Silver Linings

Surfer Blood’s John Paul Pitts takes the good with the bad for their newest record

Casual fans of Surfer Blood likely know at least two things about the Florida band. First, they likely all agree that the song "Floating Vibes" off of the band's first album is a damn fine tune and very catchy one at that. However, the other bit of Surfer Blood info that most people know is darker.

Following a series of articles in Pitchfork about three years ago, you'll see why lead singer John Paul Pitts is looking to move forward. A domestic dispute between him and his former girlfriend was a hot bit of gossip in the indie rock world for a while and the music blog's post-incident interview with Pitts revealed that the charges, which were eventually dropped, had caused some in the music community to distance themselves from his band. He expected, at that time, that the backlash from what happened between him and his ex would keep his band and him specifically "under a microscope."

"It's been tough meeting people and seeing it in their eyes that it's the first thing they're thinking about when they see me," he says. "In that interview I was talking about something that was heart-wrenching for me and would I do it again? You know, probably not."

Although the band's second album "Pythons" charted just three spots lower than their first, Pitts says the main fallout from that incident was that to this day there are musicians who were once friends with Pitts that will no longer talk to him. Even three years later, when you Google "John Paul Pitts" the Pitchfork articles pop up first, as well as the singer's mug shot.

Pitts says he's trying to move on despite everything that happened in 2012. According to Pitts, he's now in a loving relationship and his band Surfer Blood is looking to release their third full-length album "1000 Palms" on May 12.

"Thematically I think our lyrics are our most imaginative lyrics. It's about finding the path to happiness and contentment and a lot of stuff about dealing with loss," Pitts says. "The lyrics are more introspective."

For the third album, Pitts says the band went back to self-producing, as they did with their first album "Astro Coast," which allowed more of the band's personality to come through. The result was 11 songs that make up the band's "most diverse record" to date.

"We have a song that's the loudest, fastest thing we've ever done opening the album and the last song was recorded mostly outside," he says. "We were willing to try anything. People are going to love it or hate it obviously, but I think it's definitely a bold step for us."

Although that bump lower on the charts between the first to second Surfer Blood records could certainly be attributed to the stigma that surrounded the band at that time, Pitts also notes that music services like Spotify definitely limit record sales more and more. However, as a band that self-produced two out of three albums, he sees the value of the Internet as more of a wash than anything else.
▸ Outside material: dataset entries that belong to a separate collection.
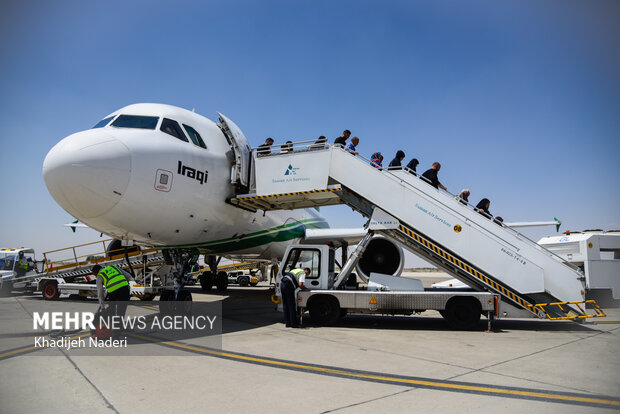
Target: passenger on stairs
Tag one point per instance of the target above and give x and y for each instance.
(483, 208)
(376, 160)
(463, 196)
(431, 176)
(265, 149)
(319, 143)
(395, 163)
(413, 165)
(342, 140)
(352, 145)
(288, 147)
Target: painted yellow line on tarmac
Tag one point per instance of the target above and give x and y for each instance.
(377, 377)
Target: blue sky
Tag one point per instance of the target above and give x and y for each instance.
(519, 100)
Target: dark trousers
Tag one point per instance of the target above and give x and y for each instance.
(289, 303)
(117, 302)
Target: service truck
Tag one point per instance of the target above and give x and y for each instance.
(330, 295)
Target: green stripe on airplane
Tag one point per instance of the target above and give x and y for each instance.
(285, 232)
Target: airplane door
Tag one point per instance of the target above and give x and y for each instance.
(241, 148)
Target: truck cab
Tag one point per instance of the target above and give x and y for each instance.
(330, 296)
(318, 258)
(9, 270)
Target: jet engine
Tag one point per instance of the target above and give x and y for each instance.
(381, 256)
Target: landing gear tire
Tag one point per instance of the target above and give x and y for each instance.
(221, 281)
(206, 281)
(462, 313)
(50, 291)
(324, 310)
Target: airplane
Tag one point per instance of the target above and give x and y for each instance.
(159, 175)
(75, 225)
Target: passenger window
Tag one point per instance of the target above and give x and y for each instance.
(135, 121)
(302, 258)
(104, 122)
(171, 127)
(194, 136)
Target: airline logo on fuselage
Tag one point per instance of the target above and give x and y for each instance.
(189, 172)
(290, 170)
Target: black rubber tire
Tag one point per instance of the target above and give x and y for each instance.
(206, 281)
(184, 295)
(167, 307)
(462, 313)
(324, 310)
(6, 289)
(50, 290)
(184, 299)
(221, 281)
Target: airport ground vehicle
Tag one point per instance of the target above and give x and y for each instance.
(10, 277)
(242, 277)
(597, 254)
(407, 210)
(331, 296)
(68, 270)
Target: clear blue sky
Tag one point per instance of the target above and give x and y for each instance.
(519, 100)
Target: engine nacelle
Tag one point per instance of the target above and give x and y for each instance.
(381, 256)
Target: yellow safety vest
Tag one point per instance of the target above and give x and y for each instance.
(113, 278)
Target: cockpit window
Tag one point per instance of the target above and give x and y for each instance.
(172, 128)
(136, 121)
(104, 122)
(194, 136)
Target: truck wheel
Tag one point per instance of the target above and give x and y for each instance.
(206, 281)
(51, 291)
(185, 302)
(166, 306)
(6, 289)
(221, 281)
(462, 312)
(324, 310)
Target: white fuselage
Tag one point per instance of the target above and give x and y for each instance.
(148, 186)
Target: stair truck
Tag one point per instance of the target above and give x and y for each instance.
(331, 296)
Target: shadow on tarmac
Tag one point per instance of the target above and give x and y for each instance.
(246, 308)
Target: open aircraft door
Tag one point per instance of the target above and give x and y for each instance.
(241, 147)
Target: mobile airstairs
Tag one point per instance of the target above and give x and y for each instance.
(485, 255)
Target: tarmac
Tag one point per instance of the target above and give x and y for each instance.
(364, 364)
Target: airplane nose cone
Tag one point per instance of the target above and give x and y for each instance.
(87, 173)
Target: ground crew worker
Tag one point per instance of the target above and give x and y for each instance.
(21, 265)
(116, 283)
(288, 286)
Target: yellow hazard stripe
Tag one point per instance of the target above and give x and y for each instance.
(499, 288)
"You have to take the good with the bad. Now we can make a record on a computer that was already in my house for free—that's a product of the digital age," he says. "Would we sell more records if it weren't for Spotify or YouTube? Probably, but would we even be in the limelight in the first place without it? I don't know."

To promote the upcoming album release, Pitts and Surfer Blood are touring, which will bring the band through Tucson to The Flycatcher on Thursday, Feb. 19 as well as a number of smaller, more niche festivals in the coming months. Pitts notes the distinct difference between playing a club show and a festival. At festivals, he says, you can sometimes "feel the crowd getting tired" if you're booked to play mid-day, admitting that one time even his drummer fell asleep for a brief moment during a festival performance. Of course, it's not all bad, though.

"Sometimes it can be really exhausting and upsetting, but there's always that little bit of hope that you'll find one or two people that want to check you out and find out about you," Pitts says. "What you put into it is what you get back sometimes I guess."